Myanmar’s government, made up of ex-generals of the former military junta, is employing tactics associated with the erstwhile dictatorship to intimidate journalists before next weekend’s historic general elections, Amnesty International has said.
A distressing crackdown on freedom of expression has been carried out in that Southeast Asian country with the clear aim of creating a climate of fear prior to the balloting, Laura Haigh, Amnesty’s Myanmar researcher, told EFE.
Amnesty estimates that more than a dozen journalists are in prison after being convicted of violating laws that the London-based human rights group considers draconian and open to interpretation.
Since the beginning of the year, Amnesty has investigated cases of threats and intimidation of journalists who report on sensitive topics in the country’s recent history.
The pressure on independent media has been gathering steam in the build up to the 8 November vote – the first since widely-criticized elections in 2010 that ushered in a nominally civilian government after nearly five decades of military rule.
In recent months, Myanmar has seen cases including, but not limited to, hefty fines, newspaper shutdowns, online hacking of pro-opposition media outlets and murders of journalists.
“The authorities are still resorting to the old tactics (associated with the junta) to stifle freedom of expression,” Haigh added. On 30 March 2011, the military junta handed over power to a civilian government made up of former army generals who traded in their uniforms in order to lead the country’s democratic transition.

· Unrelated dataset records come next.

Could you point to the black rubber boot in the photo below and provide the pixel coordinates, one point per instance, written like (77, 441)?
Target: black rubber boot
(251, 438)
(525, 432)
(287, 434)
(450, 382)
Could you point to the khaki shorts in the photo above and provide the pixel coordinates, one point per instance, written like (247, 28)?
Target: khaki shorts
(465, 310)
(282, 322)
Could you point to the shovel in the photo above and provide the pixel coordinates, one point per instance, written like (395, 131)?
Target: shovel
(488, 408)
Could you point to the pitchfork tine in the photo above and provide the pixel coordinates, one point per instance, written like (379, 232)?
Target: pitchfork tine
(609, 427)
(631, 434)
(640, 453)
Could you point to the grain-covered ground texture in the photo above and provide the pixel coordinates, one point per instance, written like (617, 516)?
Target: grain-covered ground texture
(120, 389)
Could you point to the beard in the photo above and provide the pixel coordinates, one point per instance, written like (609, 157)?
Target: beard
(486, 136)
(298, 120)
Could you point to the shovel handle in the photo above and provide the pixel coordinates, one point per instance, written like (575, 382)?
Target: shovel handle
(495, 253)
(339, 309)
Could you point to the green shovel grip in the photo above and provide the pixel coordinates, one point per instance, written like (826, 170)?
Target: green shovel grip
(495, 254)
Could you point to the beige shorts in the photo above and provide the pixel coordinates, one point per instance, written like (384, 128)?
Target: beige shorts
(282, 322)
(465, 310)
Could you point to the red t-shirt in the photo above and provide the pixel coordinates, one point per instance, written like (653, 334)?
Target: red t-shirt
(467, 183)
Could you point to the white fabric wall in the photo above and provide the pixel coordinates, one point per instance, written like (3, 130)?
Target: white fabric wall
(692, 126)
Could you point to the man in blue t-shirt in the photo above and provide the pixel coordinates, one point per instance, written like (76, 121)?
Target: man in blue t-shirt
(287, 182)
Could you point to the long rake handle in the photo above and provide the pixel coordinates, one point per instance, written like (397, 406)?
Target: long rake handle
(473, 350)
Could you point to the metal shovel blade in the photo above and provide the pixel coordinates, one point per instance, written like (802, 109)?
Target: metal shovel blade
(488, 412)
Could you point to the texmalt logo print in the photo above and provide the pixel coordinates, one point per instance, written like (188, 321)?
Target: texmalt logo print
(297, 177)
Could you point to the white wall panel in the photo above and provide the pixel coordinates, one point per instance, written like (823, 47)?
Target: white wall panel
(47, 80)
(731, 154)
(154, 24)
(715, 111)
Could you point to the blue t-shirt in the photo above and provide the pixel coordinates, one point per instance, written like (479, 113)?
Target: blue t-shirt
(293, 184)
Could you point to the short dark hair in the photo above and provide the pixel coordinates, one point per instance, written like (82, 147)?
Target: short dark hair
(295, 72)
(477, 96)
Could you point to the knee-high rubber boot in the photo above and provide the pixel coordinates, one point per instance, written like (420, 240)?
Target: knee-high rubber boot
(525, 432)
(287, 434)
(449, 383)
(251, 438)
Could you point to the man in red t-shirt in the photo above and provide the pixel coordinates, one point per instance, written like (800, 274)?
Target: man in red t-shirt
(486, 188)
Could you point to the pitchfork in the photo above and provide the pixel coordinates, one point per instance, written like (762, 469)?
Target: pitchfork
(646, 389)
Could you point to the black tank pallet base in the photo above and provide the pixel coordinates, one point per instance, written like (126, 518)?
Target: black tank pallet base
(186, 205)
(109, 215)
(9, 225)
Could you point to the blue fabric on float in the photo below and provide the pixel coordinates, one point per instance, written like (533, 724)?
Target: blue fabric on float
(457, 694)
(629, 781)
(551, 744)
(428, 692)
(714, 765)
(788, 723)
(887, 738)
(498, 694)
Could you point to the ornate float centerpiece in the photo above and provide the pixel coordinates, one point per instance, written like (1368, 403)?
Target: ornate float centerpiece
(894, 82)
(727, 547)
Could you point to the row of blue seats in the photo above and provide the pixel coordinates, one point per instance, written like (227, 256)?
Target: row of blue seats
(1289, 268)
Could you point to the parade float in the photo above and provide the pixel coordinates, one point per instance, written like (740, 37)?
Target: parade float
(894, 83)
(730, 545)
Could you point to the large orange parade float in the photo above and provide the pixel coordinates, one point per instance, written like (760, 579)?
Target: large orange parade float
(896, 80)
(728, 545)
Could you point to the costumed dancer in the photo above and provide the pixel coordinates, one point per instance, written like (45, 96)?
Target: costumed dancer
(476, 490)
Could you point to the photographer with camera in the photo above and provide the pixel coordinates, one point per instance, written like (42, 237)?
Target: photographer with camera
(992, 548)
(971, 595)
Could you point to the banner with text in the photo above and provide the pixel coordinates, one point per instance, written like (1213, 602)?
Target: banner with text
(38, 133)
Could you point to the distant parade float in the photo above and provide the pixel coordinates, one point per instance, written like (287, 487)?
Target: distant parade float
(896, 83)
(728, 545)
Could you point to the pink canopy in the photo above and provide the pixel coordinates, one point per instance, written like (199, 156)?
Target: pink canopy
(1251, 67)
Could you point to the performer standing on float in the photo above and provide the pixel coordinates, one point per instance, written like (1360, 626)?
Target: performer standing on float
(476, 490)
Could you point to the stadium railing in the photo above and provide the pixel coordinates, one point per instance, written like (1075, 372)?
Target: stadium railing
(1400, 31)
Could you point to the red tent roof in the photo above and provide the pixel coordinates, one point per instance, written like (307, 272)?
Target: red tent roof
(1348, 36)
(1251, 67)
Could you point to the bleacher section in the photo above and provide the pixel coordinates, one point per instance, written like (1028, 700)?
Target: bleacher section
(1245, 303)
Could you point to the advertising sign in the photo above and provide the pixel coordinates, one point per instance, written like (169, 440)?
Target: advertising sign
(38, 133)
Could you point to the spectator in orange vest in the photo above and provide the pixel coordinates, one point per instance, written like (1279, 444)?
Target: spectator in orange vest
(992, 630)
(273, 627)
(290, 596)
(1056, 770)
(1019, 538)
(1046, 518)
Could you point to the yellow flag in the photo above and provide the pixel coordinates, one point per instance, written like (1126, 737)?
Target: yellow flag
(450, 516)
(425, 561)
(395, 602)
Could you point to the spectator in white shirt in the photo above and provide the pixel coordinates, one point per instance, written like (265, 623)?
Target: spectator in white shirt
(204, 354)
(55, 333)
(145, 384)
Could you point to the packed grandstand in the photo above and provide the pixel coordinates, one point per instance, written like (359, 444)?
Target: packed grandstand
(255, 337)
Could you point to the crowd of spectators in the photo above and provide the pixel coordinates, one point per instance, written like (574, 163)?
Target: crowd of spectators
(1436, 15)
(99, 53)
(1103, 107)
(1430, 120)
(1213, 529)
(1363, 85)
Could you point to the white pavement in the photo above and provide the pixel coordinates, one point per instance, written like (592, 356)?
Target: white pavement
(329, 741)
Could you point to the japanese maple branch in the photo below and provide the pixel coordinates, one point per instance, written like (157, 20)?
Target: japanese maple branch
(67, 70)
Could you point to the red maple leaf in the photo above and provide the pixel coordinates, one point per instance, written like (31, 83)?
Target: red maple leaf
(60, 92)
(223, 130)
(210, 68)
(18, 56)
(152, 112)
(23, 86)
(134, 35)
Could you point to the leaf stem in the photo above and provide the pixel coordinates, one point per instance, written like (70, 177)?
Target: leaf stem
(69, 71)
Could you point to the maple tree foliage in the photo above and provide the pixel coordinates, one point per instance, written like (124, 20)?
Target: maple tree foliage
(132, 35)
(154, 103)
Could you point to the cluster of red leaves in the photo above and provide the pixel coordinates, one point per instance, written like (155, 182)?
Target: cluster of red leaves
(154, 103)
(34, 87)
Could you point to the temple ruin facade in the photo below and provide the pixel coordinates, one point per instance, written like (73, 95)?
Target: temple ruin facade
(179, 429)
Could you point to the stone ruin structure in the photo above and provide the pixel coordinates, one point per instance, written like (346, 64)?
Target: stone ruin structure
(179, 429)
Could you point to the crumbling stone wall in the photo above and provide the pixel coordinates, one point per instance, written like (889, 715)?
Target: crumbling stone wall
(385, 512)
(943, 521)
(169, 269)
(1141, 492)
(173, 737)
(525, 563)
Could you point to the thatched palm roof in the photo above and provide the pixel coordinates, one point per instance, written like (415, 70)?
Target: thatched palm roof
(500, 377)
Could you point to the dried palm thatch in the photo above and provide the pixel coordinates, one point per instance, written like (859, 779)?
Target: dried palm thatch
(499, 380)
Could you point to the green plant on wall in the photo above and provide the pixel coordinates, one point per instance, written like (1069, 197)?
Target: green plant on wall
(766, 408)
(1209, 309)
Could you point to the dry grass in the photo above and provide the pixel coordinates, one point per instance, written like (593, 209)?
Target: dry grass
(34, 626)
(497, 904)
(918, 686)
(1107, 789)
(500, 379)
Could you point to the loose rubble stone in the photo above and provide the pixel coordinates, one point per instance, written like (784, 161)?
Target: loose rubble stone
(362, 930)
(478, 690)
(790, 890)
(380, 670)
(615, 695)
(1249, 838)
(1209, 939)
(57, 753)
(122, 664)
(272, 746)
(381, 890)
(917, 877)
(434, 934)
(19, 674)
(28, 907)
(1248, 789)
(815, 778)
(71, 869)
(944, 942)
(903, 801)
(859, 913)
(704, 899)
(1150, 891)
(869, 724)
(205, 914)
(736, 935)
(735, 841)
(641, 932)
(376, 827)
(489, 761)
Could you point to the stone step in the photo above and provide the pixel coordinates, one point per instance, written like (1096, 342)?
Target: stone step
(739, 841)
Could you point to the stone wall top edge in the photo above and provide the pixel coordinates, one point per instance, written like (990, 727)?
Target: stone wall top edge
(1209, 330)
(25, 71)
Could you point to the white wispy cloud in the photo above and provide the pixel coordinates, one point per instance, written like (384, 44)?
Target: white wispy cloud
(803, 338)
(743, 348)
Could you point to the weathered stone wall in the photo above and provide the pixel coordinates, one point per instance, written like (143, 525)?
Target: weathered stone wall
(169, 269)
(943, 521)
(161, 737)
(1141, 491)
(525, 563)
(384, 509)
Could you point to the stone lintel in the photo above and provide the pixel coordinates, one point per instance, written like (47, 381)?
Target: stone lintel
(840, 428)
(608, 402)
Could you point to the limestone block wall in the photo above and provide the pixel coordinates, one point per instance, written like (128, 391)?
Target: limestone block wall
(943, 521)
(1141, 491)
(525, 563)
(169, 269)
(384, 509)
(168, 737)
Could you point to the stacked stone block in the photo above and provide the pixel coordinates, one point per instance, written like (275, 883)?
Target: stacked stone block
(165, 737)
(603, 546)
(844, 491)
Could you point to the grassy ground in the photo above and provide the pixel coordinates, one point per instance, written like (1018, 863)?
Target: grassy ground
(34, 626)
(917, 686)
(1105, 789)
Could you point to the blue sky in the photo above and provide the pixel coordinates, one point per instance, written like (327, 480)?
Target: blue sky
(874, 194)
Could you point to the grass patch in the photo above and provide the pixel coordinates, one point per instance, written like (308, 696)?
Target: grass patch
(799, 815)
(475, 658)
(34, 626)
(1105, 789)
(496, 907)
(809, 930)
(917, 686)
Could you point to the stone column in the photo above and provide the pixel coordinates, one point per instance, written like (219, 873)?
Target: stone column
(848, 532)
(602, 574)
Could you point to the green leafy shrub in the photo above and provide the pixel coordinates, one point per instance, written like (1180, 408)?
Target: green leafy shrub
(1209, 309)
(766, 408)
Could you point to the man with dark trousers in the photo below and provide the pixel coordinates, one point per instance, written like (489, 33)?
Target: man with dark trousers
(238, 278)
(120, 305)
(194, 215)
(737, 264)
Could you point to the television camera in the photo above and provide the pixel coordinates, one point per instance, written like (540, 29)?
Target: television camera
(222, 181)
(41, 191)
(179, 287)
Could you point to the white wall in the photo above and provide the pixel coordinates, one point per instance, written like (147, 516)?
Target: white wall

President Thein Sein, who was prime minister from 2007 to 2011, during the last military junta, set in motion a process of democratic reforms that included releasing hundreds of political prisoners, ceasefire agreements with ethnic guerilla forces and greater human rights concessions.
One of the reforms most widely applauded by the international community was the abolishment of pre-publication censorship, a move that led to the proliferation of dozens of independent media outlets. But despite the new freedoms for the media, reporters are still wary of reporting on topics related to the Burmese army, the persecuted Rohingya Muslim minority and religious intolerance and the surge in extremist Buddhist groups, Haigh said.
Speaking about the case of Burmese journalist Aung Kyaw Naing, who died a year ago under “mysterious circumstances” while in military custody after being detained for covering the armed conflict in the state of Kachin, Haigh said authorities had failed to investigate the incident and bring those responsible to justice.
On another occasion, the CEO of the Eleven Media Group and the 2013 World Association of Newspapers and News Publishers’ Golden Pen of Freedom award winner, Than Htut Aung, was attacked by a group of unidentified persons who remain at large. Instances of hackers gaining access to the web portals of the pro-opposition media and posting false information on them are also not uncommon.
On 12 October, The Irrawady newspaper’s website was infiltrated by hackers who posted a fictitious article about the health of Nobel Peace Prize laureate Aung San Suu Kyi, leader of the main opposition party. A few months ago, five workers at the Unity Weekly magazine were sentenced to seven years of imprisonment with hard labor after publishing a report on alleged secret government installations where chemical weapons were purportedly being manufactured.
A pervasive climate of impunity exists in Myanmar, where those responsible for human rights violations are rarely held accountable, Haigh said. The limits on freedom of expression prevent the Burmese people from sharing ideas and information and smother essential debate on the human rights situation, she added.